Philly congressional candidate fails to file campaign finance report

Congressional candidate Michele Lawrence speaks to supporters at her campaign headquarters. (Dave Davies/WHYY)

Congressional candidate Michele Lawrence speaks to supporters at her campaign headquarters. (Dave Davies/WHYY)

When Philadelphia congressional candidate Michele Lawrence talks about being ready to make a difference in Washington, she notes that she’s spent 28 years in banking.

“I have a background in finance,” she said in a recent interview. “I’ve managed a $5 billion business.”

Lawrence retired from Wells Fargo last year.

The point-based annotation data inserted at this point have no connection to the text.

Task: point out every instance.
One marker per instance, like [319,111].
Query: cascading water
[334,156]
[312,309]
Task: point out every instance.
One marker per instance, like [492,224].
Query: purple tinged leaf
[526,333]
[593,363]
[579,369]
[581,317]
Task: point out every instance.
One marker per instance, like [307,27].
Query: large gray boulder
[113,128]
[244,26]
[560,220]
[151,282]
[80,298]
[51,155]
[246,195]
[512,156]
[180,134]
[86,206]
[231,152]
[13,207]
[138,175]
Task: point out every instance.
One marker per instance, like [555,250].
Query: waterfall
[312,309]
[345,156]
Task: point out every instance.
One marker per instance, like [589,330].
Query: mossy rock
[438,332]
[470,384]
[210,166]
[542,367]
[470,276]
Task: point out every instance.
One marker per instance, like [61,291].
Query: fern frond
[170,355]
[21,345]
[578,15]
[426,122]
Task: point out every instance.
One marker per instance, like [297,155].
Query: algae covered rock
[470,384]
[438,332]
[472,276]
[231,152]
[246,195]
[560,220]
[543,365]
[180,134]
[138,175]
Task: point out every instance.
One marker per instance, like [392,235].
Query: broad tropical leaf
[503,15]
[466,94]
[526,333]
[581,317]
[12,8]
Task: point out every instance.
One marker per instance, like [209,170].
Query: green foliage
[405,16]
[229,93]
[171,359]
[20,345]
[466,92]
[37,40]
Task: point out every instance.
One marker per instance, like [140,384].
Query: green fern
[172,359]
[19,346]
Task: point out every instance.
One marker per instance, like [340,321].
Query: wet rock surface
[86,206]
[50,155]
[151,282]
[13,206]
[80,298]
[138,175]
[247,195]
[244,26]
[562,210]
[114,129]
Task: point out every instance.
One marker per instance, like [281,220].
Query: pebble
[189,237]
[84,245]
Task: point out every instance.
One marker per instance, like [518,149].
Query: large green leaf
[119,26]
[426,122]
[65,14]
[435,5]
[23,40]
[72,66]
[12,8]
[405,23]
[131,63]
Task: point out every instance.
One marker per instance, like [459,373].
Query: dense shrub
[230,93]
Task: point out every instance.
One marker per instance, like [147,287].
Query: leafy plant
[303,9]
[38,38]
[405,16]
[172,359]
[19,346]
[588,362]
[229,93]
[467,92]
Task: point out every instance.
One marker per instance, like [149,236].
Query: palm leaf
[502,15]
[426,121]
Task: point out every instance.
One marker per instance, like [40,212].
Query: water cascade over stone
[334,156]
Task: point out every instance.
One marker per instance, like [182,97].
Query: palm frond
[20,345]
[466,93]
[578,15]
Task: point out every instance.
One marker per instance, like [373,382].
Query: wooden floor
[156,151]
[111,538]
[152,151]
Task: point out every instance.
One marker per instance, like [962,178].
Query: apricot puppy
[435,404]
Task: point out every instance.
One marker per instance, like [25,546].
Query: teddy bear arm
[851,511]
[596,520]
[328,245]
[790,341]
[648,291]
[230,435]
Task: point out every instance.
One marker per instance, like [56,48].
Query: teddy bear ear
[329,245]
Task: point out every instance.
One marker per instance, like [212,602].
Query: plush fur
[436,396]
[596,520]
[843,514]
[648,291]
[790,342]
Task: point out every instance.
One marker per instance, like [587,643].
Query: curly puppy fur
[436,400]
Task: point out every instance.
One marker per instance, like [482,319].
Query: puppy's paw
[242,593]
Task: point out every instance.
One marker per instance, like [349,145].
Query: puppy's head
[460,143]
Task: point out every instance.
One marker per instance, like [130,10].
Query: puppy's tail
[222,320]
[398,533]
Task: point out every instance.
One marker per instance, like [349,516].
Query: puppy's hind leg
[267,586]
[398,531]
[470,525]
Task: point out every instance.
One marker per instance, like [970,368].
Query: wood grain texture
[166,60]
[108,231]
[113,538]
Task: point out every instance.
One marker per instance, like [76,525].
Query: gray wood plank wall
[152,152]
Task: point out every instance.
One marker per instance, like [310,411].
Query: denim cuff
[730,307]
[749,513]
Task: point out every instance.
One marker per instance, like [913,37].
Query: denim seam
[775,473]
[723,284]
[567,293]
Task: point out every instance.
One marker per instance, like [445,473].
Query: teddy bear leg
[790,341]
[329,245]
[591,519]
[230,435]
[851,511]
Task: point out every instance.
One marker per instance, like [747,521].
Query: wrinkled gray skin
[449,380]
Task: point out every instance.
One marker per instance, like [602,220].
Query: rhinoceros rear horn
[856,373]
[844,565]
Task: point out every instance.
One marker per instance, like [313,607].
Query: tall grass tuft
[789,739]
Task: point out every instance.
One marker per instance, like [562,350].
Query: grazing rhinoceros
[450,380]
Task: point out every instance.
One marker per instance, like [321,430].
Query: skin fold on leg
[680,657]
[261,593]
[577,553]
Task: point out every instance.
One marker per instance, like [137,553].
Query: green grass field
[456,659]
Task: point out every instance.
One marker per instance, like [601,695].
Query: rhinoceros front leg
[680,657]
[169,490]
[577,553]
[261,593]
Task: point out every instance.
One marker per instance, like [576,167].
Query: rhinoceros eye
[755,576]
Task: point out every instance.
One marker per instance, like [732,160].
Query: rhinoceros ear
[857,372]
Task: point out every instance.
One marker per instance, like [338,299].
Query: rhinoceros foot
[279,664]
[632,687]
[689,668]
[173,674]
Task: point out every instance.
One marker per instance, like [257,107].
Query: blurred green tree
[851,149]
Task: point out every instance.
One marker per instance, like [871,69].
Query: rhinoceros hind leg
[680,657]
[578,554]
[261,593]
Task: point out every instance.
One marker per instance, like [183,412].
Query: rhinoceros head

It’s puzzling, then, that Lawrence is the only one of 25 Democratic candidates in congressional primaries in the region this spring who failed to file a required campaign finance report detailing her campaign’s contributions and spending.

Campaign spokesman Dan Gross acknowledged that Lawrence had failed to file, but was unable to offer an explanation. “We will file a campaign finance report before the election,” he said.

Reports were due April 15, and the Federal Election Commission typically levies fines on campaigns that file late or not at all.

Uphill battle

Lawrence is the only Democrat challenging U.S. Rep. Brendan Boyle in the 2nd Congressional District, which consists of the eastern half of Philadelphia.

Boyle previously represented the 13th Congressional district, which included parts of Northeast Philadelphia and Montgomery County. The Pennsylvania Supreme Court redrew all the state’s congressional boundaries after finding the previous districts unconstitutionally gerrymandered, and Boyle lives in the new 2nd District.

Boyle’s campaign finance report shows he had $869,636 on hand as of March 31.

Besides her work in banking, Lawrence has been involved in community service roles for years. She founded a nonprofit in 2011 called Saving Our Boys Leadership Development Institute aimed at helping disadvantaged kids overcome obstacles in their lives and develop leadership skills.

She also serves on the board of Big Brothers/Big Sisters and is a minster at the Dare to Imagine Church in East Mt. Airy.

In her campaign, she’s focused on issues of education, economic justice, and curbing gun violence.

“I come from a financial background, and it’s a shame when you need more paperwork to get a loan than you need to get a gun,” she told supporters at a news conference earlier this week. “Those are things we have to put an end to.”